UB 98 demonstrated that government spending does not fuel growth-only deficits. But the solution does not lie in slashing public investment. The problem has not been the size of government expenditure; the problem has been the return on government expenditure. UB 99 budgets for a lower growth in Plan outlay, but continues to expect the Public Sector Units (PSUS) to generate 57.50 per cent of these outlays through internal and extra budgetary resources.

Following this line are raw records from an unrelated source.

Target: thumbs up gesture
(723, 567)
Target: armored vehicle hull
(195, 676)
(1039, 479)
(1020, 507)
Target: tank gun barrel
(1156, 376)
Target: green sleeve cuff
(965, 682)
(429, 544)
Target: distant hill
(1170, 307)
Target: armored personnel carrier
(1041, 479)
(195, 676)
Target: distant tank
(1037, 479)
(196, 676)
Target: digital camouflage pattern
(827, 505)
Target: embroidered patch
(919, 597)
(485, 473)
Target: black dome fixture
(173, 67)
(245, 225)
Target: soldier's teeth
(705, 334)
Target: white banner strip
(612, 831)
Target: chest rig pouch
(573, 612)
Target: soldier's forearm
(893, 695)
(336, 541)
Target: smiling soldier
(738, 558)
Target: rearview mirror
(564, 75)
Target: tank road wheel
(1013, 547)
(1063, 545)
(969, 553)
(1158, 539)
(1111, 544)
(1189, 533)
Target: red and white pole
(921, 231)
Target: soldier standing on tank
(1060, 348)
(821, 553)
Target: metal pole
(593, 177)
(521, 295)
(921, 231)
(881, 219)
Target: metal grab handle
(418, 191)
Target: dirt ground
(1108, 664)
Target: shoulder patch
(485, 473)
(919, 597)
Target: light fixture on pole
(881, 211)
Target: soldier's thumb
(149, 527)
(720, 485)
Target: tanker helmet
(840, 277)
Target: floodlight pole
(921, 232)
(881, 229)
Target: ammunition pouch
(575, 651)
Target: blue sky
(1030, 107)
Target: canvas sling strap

Unless bureaucratic interference is minimised through a genuine disinvestment programme, the ability of the PSUS to generate these resources will be limited. Sinha has promised that much of the Rs 10,000 crore disinvestment target for 1999-2000 will be raised through strategic sales-as recommended by the Disinvestment Commission-and not by the elaborate maze of share-swaps, buy-backs, and global depository receipts that will help him mop up Rs 9,000 crore by the end of fiscal 1998. If that is the intent, then, surely, he could have speeded up the process by awarding statutory status to the Disinvestment Commission.

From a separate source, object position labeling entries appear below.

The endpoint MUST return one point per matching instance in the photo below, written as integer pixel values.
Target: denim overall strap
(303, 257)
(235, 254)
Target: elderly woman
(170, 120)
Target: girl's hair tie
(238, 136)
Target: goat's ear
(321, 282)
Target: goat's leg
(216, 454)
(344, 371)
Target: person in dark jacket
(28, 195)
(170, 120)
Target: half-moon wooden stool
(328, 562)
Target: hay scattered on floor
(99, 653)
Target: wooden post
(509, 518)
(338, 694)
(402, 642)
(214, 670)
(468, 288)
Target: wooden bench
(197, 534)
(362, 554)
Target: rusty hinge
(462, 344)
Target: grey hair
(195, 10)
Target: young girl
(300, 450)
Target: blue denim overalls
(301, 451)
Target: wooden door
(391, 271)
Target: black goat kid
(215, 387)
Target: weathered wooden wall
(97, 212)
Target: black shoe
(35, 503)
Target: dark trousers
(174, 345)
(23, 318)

The BT Reality Check: The Budget cannot kickstart growth. However, it can provide an enabling environment. The sheer length of the industrial slowdown suggests not just a cyclical downswing, but serious structural rigidities. The only way the Budget can provide sustainable momentum is through bold reforms.

And yet, reforms have been relegated to yet another committee. The omission is intentional. Points out Jairam Ramesh, 44, Secretary, All India Congress Committee's Economic Affairs Department: ''The second generation of reforms will hinge on legislative consensus-not on executive action-and this government has repeatedly demonstrated its inability to craft legislative consensus on economic issues.'' Witness the repeated delays over the Insurance Bill, the Foreign Exchange Management Bill, and the Patents Bill. A minimalist agenda appears achievable. It also lowers expectations.

Irrespective of the Budget, however, the economy may have bottomed out. In fact, there are faint glimmers of a recovery. Non-oil imports are buoyant; exports have risen for the second month in a row albeit over a smaller base; and interest-rates have dropped. A growth-neutral budget will, at best, ensure that we continue to plod along. Unfortunately, the problem with lower expectations is that they tend to be self-fulfilling. That's the one kind of downsizing that the economiser in Sinha could not have had in mind.